• James Walsh

House Profile: Real Estate Developer Henry Prophett's Flashy Queen Anne Home

Earlier this week, we looked at William Prophett's furniture and undertaking business on the Common. One of Prophett's sons, William Jr., would later take over the family business. Henry, his other son, had different ambitions.


An early builder and real estate developer in Bridgewater, Henry Prophett was responsible for a handful of homes across town. Most of these homes were built to accommodate the rising demand for workers' housing that came after the railroad arrived in Bridgewater in 1846, bringing industry and jobs.


Henry was also a metal shingle dealer; you can still spot his "tin roofs" on many of the houses he built, as well as other private homes in town.


Henry spent his wealth both privately and publicly. He donated the "expensive electric clock" that still adorns the Central Square Congregational Church's steeple.

Around 1895, he built this grand, Queen Anne home for himself at 107 Bedford Street, right at the intersection of Springhill (now Maple) Avenue.
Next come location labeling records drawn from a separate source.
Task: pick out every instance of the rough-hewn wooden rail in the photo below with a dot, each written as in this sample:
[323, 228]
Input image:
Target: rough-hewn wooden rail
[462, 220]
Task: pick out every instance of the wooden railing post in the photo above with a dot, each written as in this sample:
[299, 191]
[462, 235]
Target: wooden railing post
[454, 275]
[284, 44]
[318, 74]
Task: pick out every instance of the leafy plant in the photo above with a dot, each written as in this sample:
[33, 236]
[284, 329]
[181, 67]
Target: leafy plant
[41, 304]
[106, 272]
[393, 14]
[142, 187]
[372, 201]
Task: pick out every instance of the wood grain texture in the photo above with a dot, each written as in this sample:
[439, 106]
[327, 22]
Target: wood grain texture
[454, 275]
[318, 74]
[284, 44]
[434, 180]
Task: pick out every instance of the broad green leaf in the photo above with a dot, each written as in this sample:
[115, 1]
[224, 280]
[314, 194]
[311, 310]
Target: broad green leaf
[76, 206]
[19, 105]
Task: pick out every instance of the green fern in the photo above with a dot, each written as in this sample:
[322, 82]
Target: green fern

Though the home has since lost its tin roof and decorative ironwork at the roof's ridge line, it still maintains its original form, decorative brackets and woodwork, and beautiful stained-glass windows. The gabled roof that once capped a second-story balcony remains as well, now supported by brackets instead of the balcony's columns. It's also possible that the elaborate shingle façade is still extant underneath the current aluminum siding.


Some of the most unusual features of this home are its landscaping, including granite pavers on the elliptical Victorian driveway, and large monumental posts that frame the drive and walkways. If these striking granite posts look like gravestones to you, you're not crazy. Prophett likely bought them from a stonemason associated with his family's undertaking business.